Tuesday, February 26, 2013

Tuesday morning stuff

* My research-work schedule has become "Monday evening, do reading" (because I can't seem to manage to sneak the hour in during the day). I read more on the Bernd Heinrich bumblebee book last night. Two observations:

 - queen bumblebees incubate their broods. Yes, they sit on top of them and transfer heat from their abdomens to the developing brood. They even have a patch on their abdomen that does not have "pile" (according to Heinrich, the fuzz on bumblebees is not "fur," which is a mammal thing, it's "pile"), which is analogous to the brood patch that develops on birds. In fact, in the early season, the queen places her eggs/brood right adjacent to the honeypot she builds (I talked about that last week) and she will spend the night lying on top of her brood and drinking honey as needed to keep her metabolism going. There is something endearing about that, I think.

 - He goes through a discussion of "how bumblebees fly" (and points out that the old saw about their wings being too small to support them in flight is not true; that assertion assumed that bee flight was like that of a fixed-wing aircraft, and actually the mechanics are closer to something like a helicopter - so bees' wings ARE strong enough to support them in flight). Anyway, I'm no physiologist, but it sounded like to me that the various contractions and relaxations of the muscles would make the thorax accordion in and out.

So I immediately thought, "Bumblebee's got a squeeze-box." The strange place one's mind goes. (video, in case someone doesn't get the allusion. That one actually happens to be a cover of the original)

* Last night/this morning was a real Weather Prediction Fail here. They were warning us to expect snow, cold rain, ice, all kinds of stuff. I was actually half-hoping for a snow day. (The one class I teach today, we are ahead of the syllabus, so missing a day would not be a big deal). Nope. We didn't even get rain. I know that just as soon as I start discounting the forecasts we will get a bad weather forecast that will actually be accurate, and I'll be caught without an umbrella or something. (I'm just glad I didn't have to go to the grocery store last night).

* There's a new study out saying the Mediterranean diet is better at preventing heart disease than a low fat diet. With the exception of the fact that I DO eat red meat (but not that often), and I eat some "baked goods" (the claim was "people on the Mediterranean Diet don't eat baked goods" which makes me wonder - do they include bread in that? I thought the Mediterranean diet included bread?), and I don't eat much fish, I pretty much follow that diet these days (lots of vegetables, lots of salad greens, lots of nuts, olive oil as the main fat....). I don't eat much fish in part because it's darn near impossible to get decent fish here. There's catfish, which I just can't bring myself to like, and tilapia, which I can't eat after knowing someone who worked in a fish farm and told me about how they're raised. (It's ironic. I live near a lake and find it hard to get decent fish; I live in ranch country and find it hard to get decent beef.)

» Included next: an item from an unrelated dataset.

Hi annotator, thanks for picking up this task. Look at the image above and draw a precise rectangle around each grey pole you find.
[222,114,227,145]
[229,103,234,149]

* I will say I'm cycling around again to the point of "wharrrrgarrrbllll, VEGETABLES" when I fix myself dinner at night. So tired of salad. So tired of green beans. So tired of red cabbage. Can't eat carrots or celery or most squash (allergies, or they give me "gastric distress"); don't like broccoli or cauliflower. Someone needs to invent some new vegetables, ones that I am not allergic to and that don't make me gag.

* One of the "suggestions" on my rejected paper was to ordinate the stands. Now, I know ordination from way back (it was the main analysis technique of my dissertation). I did not think of it here because I have eleven stands, and that seems far too few to me. But I'm trying it. I managed to open the years-old version of PC-Ord on my machine, and I'm trying to make a data base for it. But of course, Microsoft in all its wisdom, no longer supports the Lotus file format as an extension in Excel 2007. (Apparently 2013 does, but I'm not going to shut everything here down for three days or more to let Computer Services upgrade). So I'm doing my best and hoping it works, and failing that, trying to find work arounds. But gah. This paper BETTER be accepted the next time I submit it. (I even looked into buying the newest version of PC-Ord. It would be $300. While I MIGHT use it again some time, that's awfully steep when you have no grants, and so would be paying out-of-pocket for it). I hate doing things and feeling like I might be wasting my time, like making the data base only to find there's NO WAY to convert it to a .wk1 extension so I will never be able to open it in the analysis program. (A lot of the specialized stuff we use is, well, specialized. And that means you have to figure out all kinds of workarounds.)